Let $\phi : R\to S $ be a ring homomorphism.
Definition:
$Im\left ( \phi \right )=\left ( R \right )\phi=\left \{ \left ( a \right )\phi \mid a \in R \right \}$
Prove that $Im\left ( \phi \right )$is a subring of S
By the subring test, we need to show that the $Im\left ( \phi \right )$ is closed under multiplication and subtraction.
Suppose $\left ( a_{1} \right )\phi,\left ( a_{2} \right )\phi \in Im\left ( \phi \right )$.

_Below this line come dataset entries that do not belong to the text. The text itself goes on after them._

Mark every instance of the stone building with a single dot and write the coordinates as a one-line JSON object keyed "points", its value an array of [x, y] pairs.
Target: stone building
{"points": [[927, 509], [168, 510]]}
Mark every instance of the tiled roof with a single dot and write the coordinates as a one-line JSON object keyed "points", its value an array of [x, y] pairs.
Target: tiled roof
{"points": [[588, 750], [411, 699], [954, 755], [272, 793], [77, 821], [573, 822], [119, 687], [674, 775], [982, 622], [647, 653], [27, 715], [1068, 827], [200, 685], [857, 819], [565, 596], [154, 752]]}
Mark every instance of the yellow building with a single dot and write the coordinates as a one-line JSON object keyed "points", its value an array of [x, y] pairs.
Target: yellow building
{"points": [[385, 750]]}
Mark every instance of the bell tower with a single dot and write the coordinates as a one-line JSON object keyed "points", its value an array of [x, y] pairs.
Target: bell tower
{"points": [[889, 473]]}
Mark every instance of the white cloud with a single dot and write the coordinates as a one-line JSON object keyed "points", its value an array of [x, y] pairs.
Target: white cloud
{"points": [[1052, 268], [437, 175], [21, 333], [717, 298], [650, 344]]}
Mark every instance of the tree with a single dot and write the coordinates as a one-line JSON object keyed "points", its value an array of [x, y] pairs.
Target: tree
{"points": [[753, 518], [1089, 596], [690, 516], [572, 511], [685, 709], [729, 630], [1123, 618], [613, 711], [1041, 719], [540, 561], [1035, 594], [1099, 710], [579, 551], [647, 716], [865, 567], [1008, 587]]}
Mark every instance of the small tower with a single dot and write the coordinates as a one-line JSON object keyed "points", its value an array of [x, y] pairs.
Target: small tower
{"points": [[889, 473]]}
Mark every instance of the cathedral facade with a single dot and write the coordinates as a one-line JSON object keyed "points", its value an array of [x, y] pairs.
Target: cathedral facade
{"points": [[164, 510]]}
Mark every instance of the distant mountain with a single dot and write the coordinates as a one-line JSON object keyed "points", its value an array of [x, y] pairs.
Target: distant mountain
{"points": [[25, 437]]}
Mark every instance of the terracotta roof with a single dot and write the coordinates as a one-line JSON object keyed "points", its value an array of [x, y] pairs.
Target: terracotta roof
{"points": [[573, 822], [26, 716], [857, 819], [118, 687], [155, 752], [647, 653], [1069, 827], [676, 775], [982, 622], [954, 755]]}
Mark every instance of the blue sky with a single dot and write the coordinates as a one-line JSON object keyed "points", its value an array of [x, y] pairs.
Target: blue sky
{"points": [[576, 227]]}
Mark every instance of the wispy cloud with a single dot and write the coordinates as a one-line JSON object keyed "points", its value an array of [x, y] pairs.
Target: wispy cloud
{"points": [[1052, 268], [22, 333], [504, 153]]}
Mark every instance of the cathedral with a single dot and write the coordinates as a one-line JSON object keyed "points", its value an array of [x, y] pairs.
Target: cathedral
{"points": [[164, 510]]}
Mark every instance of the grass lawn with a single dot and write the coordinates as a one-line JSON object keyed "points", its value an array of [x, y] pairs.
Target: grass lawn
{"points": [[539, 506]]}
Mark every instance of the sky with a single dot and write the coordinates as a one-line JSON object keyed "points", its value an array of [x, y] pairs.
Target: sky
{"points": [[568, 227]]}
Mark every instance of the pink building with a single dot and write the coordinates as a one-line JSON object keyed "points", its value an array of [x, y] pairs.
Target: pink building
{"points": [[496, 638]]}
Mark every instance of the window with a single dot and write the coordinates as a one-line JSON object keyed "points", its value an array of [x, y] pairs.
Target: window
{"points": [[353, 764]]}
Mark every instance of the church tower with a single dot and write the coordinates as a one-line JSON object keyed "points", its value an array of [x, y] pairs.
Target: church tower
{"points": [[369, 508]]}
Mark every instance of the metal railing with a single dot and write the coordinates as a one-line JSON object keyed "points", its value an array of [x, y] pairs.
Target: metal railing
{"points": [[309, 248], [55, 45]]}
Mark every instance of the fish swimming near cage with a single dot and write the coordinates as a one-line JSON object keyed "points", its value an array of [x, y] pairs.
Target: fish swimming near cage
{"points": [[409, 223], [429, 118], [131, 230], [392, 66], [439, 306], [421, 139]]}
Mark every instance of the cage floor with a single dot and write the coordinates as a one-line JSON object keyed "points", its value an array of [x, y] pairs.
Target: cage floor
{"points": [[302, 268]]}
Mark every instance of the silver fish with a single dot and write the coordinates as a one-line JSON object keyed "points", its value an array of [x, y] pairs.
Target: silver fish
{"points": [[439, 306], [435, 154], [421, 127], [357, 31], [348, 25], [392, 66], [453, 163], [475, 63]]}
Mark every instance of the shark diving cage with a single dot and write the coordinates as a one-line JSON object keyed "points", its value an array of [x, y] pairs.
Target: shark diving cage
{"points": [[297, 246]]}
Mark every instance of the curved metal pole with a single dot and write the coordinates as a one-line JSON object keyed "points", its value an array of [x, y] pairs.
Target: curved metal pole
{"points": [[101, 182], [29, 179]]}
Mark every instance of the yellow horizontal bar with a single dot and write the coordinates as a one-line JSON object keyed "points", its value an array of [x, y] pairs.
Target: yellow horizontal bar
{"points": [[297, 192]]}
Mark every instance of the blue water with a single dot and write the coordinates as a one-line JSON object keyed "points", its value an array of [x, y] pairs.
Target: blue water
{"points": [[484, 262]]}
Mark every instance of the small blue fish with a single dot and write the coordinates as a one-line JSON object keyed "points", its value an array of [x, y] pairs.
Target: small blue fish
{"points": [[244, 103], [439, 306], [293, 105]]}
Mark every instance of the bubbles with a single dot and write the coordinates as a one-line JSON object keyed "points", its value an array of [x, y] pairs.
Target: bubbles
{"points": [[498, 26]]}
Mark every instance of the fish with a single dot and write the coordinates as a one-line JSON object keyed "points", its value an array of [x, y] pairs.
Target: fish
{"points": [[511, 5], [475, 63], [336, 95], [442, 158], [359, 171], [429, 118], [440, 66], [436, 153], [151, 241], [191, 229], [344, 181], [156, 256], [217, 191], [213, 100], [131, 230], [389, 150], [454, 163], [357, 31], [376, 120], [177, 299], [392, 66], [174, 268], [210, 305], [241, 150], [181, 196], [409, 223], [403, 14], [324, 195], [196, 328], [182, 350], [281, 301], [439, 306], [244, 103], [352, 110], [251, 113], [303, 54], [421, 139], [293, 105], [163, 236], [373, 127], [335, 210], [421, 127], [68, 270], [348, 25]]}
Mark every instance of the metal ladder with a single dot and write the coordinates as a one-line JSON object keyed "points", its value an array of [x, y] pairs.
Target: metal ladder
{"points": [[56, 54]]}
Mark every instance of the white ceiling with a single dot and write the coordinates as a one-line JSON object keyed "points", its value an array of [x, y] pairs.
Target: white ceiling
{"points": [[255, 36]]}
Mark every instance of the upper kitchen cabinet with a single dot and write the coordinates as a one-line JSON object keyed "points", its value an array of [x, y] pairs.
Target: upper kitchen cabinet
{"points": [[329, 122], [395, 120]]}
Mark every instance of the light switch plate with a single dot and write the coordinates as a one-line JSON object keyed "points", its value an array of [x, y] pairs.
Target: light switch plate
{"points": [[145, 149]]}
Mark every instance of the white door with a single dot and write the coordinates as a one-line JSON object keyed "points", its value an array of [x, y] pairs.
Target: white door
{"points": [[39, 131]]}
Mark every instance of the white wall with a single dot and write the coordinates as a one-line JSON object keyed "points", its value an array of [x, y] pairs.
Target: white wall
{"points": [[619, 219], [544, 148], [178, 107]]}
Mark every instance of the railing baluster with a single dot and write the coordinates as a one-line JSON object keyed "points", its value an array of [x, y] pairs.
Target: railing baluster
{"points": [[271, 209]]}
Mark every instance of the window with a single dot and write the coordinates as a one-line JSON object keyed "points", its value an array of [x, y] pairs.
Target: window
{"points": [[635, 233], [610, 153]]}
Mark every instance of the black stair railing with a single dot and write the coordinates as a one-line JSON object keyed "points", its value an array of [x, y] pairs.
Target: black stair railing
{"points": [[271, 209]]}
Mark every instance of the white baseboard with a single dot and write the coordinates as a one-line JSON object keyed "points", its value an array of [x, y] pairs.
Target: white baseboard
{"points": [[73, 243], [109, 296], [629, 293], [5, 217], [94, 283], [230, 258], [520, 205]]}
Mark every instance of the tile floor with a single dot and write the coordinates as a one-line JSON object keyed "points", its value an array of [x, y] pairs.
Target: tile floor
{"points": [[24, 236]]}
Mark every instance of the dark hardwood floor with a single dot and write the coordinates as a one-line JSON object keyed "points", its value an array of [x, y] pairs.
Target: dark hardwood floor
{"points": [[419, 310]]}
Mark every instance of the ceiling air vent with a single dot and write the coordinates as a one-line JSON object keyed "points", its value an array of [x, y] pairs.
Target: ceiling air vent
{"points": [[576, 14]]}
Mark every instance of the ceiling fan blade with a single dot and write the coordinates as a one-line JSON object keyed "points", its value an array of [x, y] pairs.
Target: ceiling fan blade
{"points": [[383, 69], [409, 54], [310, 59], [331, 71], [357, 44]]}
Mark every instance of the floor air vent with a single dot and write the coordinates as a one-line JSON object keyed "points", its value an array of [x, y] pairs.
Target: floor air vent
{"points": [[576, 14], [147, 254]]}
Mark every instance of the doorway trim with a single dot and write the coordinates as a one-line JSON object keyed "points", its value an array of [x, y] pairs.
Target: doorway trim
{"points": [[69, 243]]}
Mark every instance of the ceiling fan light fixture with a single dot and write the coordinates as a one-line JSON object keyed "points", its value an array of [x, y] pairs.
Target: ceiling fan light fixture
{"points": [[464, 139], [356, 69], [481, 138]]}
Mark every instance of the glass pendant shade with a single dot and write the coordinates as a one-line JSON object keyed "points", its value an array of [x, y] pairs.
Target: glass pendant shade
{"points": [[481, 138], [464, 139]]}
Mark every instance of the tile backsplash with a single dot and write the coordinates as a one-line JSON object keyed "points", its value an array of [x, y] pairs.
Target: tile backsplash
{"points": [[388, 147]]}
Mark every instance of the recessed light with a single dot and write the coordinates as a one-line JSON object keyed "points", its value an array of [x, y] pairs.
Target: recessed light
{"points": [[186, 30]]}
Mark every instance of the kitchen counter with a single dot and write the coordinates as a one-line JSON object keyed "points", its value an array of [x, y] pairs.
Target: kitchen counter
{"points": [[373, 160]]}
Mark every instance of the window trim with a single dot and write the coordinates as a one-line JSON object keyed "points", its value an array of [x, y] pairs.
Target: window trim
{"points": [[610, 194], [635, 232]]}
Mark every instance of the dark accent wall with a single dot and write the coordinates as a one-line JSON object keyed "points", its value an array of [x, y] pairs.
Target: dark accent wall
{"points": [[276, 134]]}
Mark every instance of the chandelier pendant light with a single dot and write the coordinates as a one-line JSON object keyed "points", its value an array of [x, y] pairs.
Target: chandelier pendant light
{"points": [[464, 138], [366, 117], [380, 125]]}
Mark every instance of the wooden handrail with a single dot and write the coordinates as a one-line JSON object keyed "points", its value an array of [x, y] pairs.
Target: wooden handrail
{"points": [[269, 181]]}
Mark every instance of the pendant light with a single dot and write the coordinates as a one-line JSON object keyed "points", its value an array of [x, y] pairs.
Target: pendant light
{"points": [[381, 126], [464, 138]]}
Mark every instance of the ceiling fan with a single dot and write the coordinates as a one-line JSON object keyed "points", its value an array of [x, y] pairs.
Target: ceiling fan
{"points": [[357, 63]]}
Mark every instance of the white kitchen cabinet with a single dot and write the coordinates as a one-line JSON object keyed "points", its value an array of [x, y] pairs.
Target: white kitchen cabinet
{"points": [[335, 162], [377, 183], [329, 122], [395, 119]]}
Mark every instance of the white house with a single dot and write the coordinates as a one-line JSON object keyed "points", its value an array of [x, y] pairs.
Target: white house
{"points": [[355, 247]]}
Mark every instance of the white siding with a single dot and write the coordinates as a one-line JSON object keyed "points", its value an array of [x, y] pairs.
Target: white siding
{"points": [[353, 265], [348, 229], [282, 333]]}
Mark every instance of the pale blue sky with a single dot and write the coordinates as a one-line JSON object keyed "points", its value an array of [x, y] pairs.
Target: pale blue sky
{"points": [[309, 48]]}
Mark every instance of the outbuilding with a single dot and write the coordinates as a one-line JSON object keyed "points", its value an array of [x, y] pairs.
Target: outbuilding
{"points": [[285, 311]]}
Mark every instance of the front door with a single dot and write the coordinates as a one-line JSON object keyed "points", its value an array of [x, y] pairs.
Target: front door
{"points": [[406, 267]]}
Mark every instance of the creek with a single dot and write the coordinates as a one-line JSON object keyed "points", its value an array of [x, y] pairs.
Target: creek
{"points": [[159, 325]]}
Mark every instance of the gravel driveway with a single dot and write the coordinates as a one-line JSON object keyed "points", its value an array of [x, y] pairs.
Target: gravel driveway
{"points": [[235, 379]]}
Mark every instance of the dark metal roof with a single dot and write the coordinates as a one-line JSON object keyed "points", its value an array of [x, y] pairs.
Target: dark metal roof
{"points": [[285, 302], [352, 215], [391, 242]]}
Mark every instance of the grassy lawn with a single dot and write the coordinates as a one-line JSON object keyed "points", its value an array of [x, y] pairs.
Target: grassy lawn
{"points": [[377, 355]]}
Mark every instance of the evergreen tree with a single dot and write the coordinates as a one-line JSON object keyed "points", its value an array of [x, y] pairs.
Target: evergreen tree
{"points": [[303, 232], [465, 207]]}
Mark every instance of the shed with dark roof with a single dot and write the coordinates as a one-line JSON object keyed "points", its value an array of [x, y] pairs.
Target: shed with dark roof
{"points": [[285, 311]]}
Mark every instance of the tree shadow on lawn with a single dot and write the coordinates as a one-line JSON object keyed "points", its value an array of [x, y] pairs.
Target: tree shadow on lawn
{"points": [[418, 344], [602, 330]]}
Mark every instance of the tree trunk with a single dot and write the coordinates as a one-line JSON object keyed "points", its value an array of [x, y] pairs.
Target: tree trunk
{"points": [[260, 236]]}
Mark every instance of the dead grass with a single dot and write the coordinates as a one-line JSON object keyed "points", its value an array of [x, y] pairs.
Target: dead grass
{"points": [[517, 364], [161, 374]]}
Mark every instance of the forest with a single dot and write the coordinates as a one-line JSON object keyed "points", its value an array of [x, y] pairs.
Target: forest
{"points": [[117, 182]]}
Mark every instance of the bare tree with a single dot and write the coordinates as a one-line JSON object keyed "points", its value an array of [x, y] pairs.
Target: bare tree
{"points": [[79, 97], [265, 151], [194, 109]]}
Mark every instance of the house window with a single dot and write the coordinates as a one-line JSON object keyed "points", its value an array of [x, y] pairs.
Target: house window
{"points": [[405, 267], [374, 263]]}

Thus, $s_{1}=\left ( a_{1} \right )\phi$ and $s_{2}=\left ( a_{2} \right )\phi \in Im\left ( \phi \right )$
$\left ( a_{1} \right )\phi$ + (-$\left ( a_{2} \right ))\phi= s_{1}-s_{2}$ but S is a ring so $s_{1}-s_{2} \in$ S
Is this correct?
Best Answer
A little changes needed.Suppose $\left ( a_{1} \right )\phi,\left ( a_{2} \right )\phi \in Im\left ( \phi \right )$. Thus, $s_{1}:=\left ( a_{1} \right )\phi$ and $s_{2}:=\left ( a_{2} \right )\phi $.
Now $\left ( a_{1} \right )\phi + (-\left ( a_{2} \right ))\phi= s_1-s_2$ but S is a ring so $s_{1}-s_{2} \in S,$ Hence $s_1-s_2\in Im \phi.$
One also should check in similar way the multiplication.